09:00, August 25, 2011

Music heals and music therapy is used to reduce stress and anxiety, lower blood pressure and reduce chronic pain of many kinds.

Chinese researchers have recently identified a new therapeutic use for music: to reduce ringing in the ears, or at least its perception, and to reduce the discomfort that goes along with it.

Using music to treat physical and psychological ailments goes back thousands of years in China. Ancient Chinese ascribed healing properties to the five notes (do, re, mi, so and la) in Chinese music; this is because they were believed to correspond to five moods, five organs and five basic elements. This correspondence between particular sounds and physical and mental health was recorded long ago and compiled more than 2,000 years ago in texts that are known as the Yellow Emperor's Classic of Internal Medicine.

It indicates that music composed in the note of "do" benefits and rebuilds the energy balance in the heart; "re" benefits the liver, "mi" benefits the spleen, "so" benefits the lungs, and "la" benefits the kidneys.

Some psychologists use music to help patients relax so they become more open to counseling and discussion. But music can also help free people from annoying ear-ringing problems, based on both Chinese and Western theories about music therapy, according to Dr Li Ming, chief physician of the Ear and Throat Department of Yueyang Hospital attached to Shanghai University of Traditional Chinese Medicine.

Ear-ringing bothers an estimated 12-32 percent of the global population, according to Dr Li, who says the causes are complicated, which makes it difficult to cure.

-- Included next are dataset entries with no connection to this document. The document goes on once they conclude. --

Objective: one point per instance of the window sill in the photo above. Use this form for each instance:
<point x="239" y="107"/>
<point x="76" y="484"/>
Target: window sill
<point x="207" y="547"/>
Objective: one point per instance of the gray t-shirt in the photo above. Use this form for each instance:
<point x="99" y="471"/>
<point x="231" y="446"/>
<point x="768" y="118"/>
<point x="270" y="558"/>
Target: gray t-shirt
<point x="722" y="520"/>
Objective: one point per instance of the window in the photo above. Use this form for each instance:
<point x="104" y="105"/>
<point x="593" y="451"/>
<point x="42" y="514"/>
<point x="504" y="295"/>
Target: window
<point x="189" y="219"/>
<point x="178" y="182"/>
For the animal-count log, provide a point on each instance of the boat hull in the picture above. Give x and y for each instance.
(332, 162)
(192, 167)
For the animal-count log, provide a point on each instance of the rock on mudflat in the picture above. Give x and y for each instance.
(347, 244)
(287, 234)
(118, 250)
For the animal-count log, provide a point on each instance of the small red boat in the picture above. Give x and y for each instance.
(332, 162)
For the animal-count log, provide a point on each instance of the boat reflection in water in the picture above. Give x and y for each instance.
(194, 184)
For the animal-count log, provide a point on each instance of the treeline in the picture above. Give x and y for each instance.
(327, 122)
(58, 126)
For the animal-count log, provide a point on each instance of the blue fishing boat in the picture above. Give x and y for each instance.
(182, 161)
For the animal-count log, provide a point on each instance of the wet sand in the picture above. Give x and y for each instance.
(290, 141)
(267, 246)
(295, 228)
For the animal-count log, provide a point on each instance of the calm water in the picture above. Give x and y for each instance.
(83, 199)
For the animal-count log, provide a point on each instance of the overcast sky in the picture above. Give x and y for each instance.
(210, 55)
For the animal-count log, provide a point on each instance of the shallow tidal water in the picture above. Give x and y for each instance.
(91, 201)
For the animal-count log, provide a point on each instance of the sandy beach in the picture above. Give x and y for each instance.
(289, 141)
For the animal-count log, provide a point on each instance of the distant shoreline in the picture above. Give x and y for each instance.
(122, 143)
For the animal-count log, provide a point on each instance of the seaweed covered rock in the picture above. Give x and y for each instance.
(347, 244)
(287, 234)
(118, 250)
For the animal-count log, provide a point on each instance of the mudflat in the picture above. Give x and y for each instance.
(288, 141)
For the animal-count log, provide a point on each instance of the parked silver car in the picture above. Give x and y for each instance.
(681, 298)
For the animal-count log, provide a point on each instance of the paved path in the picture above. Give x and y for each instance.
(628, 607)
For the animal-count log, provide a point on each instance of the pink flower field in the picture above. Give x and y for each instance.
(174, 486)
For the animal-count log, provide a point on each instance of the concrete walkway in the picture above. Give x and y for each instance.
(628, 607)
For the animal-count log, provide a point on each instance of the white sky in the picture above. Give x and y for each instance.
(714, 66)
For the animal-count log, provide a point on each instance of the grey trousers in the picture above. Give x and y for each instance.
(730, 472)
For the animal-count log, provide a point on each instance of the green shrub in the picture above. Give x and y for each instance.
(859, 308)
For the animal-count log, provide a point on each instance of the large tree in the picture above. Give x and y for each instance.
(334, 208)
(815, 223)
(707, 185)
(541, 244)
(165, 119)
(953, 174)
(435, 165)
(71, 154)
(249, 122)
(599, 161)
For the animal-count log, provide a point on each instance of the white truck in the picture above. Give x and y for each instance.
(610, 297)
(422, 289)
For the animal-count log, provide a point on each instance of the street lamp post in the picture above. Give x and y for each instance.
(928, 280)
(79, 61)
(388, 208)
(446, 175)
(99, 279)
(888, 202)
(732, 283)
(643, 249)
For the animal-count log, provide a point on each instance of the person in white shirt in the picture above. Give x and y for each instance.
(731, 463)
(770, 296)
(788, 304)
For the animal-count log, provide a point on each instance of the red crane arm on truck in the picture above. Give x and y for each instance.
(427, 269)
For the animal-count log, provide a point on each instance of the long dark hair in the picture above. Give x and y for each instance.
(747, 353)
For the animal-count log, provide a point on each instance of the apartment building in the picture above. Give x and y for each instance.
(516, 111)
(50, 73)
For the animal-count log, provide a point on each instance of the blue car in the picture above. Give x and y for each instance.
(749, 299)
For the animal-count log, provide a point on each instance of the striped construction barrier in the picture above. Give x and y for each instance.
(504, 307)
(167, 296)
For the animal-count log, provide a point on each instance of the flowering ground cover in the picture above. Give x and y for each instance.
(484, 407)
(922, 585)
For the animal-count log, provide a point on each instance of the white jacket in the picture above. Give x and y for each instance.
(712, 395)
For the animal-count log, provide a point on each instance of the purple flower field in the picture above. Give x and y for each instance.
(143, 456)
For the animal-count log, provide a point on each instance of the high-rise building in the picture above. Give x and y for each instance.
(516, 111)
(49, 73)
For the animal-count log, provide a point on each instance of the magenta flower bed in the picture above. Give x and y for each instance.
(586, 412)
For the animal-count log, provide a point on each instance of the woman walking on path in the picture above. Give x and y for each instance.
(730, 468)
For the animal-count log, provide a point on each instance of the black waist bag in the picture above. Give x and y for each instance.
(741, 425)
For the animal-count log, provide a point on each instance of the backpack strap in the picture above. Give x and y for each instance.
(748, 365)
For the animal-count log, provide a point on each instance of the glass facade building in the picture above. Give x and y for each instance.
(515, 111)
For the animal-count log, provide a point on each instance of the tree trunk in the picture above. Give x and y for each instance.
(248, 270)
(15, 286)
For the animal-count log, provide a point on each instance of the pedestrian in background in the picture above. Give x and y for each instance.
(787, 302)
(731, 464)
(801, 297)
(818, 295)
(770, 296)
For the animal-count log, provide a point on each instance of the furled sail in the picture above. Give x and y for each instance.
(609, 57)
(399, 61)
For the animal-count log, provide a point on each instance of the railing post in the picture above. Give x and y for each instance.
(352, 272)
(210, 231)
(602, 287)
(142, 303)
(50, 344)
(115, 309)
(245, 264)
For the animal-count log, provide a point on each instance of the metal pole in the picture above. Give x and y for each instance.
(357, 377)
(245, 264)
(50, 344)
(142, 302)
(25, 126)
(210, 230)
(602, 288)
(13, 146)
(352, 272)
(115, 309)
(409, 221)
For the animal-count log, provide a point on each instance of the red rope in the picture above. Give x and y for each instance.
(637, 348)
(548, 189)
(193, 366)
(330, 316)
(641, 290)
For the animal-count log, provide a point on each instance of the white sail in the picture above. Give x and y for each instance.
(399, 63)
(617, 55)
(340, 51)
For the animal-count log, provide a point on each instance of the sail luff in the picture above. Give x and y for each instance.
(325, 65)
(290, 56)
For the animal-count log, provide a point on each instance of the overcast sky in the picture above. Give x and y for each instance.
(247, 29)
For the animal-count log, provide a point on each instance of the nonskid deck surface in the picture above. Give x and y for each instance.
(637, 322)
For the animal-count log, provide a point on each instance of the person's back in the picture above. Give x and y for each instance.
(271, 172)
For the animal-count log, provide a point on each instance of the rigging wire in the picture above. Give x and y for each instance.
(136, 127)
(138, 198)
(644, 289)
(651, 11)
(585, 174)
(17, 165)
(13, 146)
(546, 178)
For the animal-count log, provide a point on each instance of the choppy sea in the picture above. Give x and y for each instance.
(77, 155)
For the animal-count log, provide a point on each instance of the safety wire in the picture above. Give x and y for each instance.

"Though causes can be found in some patients, there is no effective cure," says Dr Li. "We can only relieve the symptoms and decrease the accompanying discomfort. Patients probably have to live with the sound in their lives."

The aim is to help patients get used to the annoying sound, gradually push it into the background and try to "forget" it to lead a normal life. Ear-ringing impairs ability to function and socialize; it causes stress, insomnia and other problems.

Patients should avoid quiet environments, where the sound in their own heads dominate.

Music helps create a world with comfortable sounds and also improves mood, according to Dr Li. Other therapeutic sounds come from the natural world and include sounds of water flowing, rain, tides, wind and birds singing.

In addition, melodies that are specially composed and based on the TCM "Five Notes Therapy" has been found to help in many cases, says Dr Li. It helps patients disregard the ringing, while it also readjusts the energy imbalance in the body that may trigger ear-ringing. These TCM energy imbalances are usually not diagnosed in Western medicine.

A complete TCM exam diagnosis is necessary and then a computer program composes a melody suited to that individual, says Dr Li.

He advises patients to listen to the melody at least three times a day, 30 minutes each time. The sound should not be louder than the ringing in the ears.